Roderick Ford
Roderick Ford is a poet and playwright. His work explores themes of otherness and othering, of voicelessness and estrangement.
To start our 2018 Meet an Artist series of interviews, we chat with Roderick Ford, poet and playwright. Roderick’s work explores themes of otherness and othering, of voicelessness and estrangement. His work is populated by outsider figures and hybrids on the borderlines between worlds. He works in non-realistic modes.
Roderick received an Arts and Disability Connect New Work Award in 2016 to develop a new script called Ob Gob with support from dramaturg and director Sarah Baxter, Project Arts Centre and Rough Magic Theatre Company.

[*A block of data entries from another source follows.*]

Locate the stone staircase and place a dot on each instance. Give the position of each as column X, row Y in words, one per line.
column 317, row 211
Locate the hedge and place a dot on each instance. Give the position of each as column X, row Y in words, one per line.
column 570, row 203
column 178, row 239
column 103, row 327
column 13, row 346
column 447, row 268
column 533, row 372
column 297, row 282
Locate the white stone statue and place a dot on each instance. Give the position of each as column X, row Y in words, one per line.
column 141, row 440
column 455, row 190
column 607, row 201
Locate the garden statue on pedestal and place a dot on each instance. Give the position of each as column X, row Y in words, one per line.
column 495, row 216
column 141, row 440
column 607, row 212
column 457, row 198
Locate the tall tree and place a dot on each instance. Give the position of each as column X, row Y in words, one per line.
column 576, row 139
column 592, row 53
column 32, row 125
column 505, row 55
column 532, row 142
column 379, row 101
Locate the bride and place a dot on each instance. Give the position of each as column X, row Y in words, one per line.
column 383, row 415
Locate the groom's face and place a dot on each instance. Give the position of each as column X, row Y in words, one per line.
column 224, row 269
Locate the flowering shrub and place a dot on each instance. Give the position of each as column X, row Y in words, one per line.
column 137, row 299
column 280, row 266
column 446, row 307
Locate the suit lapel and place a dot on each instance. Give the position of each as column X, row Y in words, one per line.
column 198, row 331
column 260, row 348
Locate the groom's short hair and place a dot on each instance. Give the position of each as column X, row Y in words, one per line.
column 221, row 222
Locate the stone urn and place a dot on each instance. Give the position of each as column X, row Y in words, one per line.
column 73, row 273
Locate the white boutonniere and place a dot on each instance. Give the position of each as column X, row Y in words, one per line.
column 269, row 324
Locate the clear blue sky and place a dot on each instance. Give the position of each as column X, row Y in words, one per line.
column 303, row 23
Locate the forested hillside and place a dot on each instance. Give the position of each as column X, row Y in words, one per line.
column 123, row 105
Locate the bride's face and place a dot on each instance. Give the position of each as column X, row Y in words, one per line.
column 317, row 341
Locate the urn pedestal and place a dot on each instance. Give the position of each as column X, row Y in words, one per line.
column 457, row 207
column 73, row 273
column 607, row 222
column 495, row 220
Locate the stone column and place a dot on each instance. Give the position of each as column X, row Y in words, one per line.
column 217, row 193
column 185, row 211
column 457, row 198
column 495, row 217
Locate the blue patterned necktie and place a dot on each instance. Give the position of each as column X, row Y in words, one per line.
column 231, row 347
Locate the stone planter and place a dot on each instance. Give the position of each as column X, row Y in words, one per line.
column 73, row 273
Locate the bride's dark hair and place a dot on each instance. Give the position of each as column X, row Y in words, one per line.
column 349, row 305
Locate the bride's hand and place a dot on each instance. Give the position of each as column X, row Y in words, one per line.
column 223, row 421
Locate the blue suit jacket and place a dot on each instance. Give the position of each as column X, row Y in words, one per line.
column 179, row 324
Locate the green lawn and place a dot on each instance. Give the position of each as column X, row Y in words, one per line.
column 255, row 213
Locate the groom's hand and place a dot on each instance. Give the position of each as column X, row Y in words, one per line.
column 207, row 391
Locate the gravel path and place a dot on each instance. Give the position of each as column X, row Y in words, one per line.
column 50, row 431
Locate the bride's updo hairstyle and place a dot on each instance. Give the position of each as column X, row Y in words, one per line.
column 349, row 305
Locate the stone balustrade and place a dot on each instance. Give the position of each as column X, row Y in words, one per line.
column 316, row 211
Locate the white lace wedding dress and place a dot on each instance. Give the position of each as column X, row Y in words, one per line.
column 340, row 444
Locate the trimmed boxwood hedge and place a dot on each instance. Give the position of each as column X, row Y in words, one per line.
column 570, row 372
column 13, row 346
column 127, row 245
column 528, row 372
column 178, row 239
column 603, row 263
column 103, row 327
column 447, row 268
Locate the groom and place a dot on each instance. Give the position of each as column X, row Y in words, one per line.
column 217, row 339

He was also the recipient of an Arts and Disability Connect Mentoring Award in 2015 and worked with Director of Willfredd Theatre Company, Sophie Motley to develop a theatre script with Sophie’s dramaturgical support.
What is your name?
Roderick Ford
Tell us about your art.
I write poetry and, in recent years, plays. I strive to convey difficult ideas simply, rather than simple ideas with difficulty. I don’t do realism, preferring fantastic, absurdist or magic realist modes. I privilege the mythic and the irrational. I tend to use narratives of some sort as the backbones of my works and to let these carry my own takes on colour, uncertainty, music, tropes, mysteries etc. I try to ensure good proportions of emotion, physicality, spirituality and intellect, so that none of these become too dominant. I strive for excitement — I want to give the reader/watcher a good time. In my view the greatest crime in art is to be boring.
Where are you based?
In Glasnevin in Dublin — ideal for working from home. There are four green spaces within ten minutes walk and it’s half an hour on foot to the town centre.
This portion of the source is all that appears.